Here is more information and photos of the sleeping pods:
…and more about the designers at Reed Watts Architects:
I can’t thank you enough for the post.
It brings back some of the original spirit that I felt when I joined 2016.
@bar has made pods for exactly this purpose.
My drive was a dream, that in case of a earthquake, a tsunami or what, Maslowians from around the world would board planes to ease the trauma of the kids building shelter, chairs, tables and schools.
What happened to the Maslow pod? Did anyone actually live in it? Is it still being used?
I was inspired by the same thoughts - and so I turned the plypad into my Senior Project for high school!
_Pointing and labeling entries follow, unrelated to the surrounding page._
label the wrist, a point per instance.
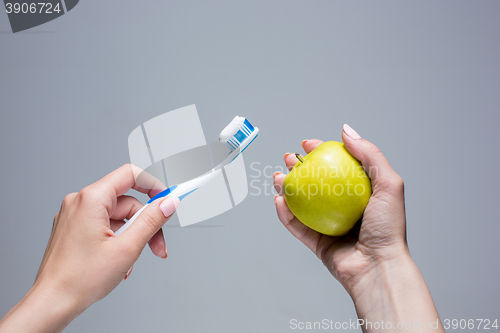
(43, 309)
(394, 291)
(385, 272)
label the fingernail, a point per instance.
(169, 205)
(128, 273)
(350, 132)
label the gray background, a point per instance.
(420, 79)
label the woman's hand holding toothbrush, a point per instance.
(84, 260)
I am a high school senior in the SF Bay area (just south of San Jose). Each year, seniors are required to complete a project with the goal of bringing about “good” in their neighborhoods and the world. I am hoping to become an architect and Bar’s PlyPad was the whole reason I became a Maslow CNC devotee.
I am taking on the build of a full scale modified version of the PlyPad for my very first build! It has been an interesting start, but I was able to locate a place to build (a hoop barn a short drive away) and we have created a wood working shop there to support the process.
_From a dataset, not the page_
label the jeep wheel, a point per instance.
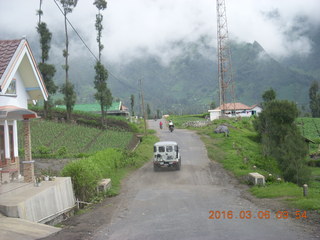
(155, 168)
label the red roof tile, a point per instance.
(7, 50)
My goal is to create modified versions of the original design that can be shipped and stored flat and then assembled with simple tools and skills to allow a family of four to have shelter when no other exists. I had the opportunity to drive up to Portland and spend several hours with the team that built the Kenton Women’s Village (where the original PlyPad was deployed) and have brought on mentors from local government and around affordable housing design.
I would be more than open to any feedback this community might have around the project, improvements to the design and build or general insights on construction materials and CNC wisdom.
I am including a link to the project overview here.
Hoping to connect with the community,
It is still being used as a part of the Kenton Women’s Village. Part of the agreement when we donated it was that once it was donated it was someone else’s home and we weren’t allowed to bother them (which seems fair, but I wish I could check up on it more easily). My understanding is that the village is mostly used to provide transitional housing for women experiencing homelessness as a result of domestic violence so several people have lived there while waiting to be placed in more permanent housing.
In building the PlyPAD I felt like the existing CAD program were one of the big limitations on the design process which is why I am working to build Maslow Create which is basically just a CAD program designed to build affordable housing (and other stuff I guess ) so expect more of this kind of thing in the future.
Shelter 2.0 is another very cool project in this space that might be worth checking out. @SnapShelter depending on the climate where you are building Shelter 2.0 might be an easier option. PlyPAD had some pretty strict design requirements from the City of Portland which drove the design decisions.
@bar I know your last blog about the PlyPad build said there were several things you would have done differently (roofing, etc). Was there more detail on joining the sections together? I am trying to figure out how to use the bolt system you described and how to incorporate it into the design and the gcode so that I do not have to use 2x4s if possible. Can you help with that?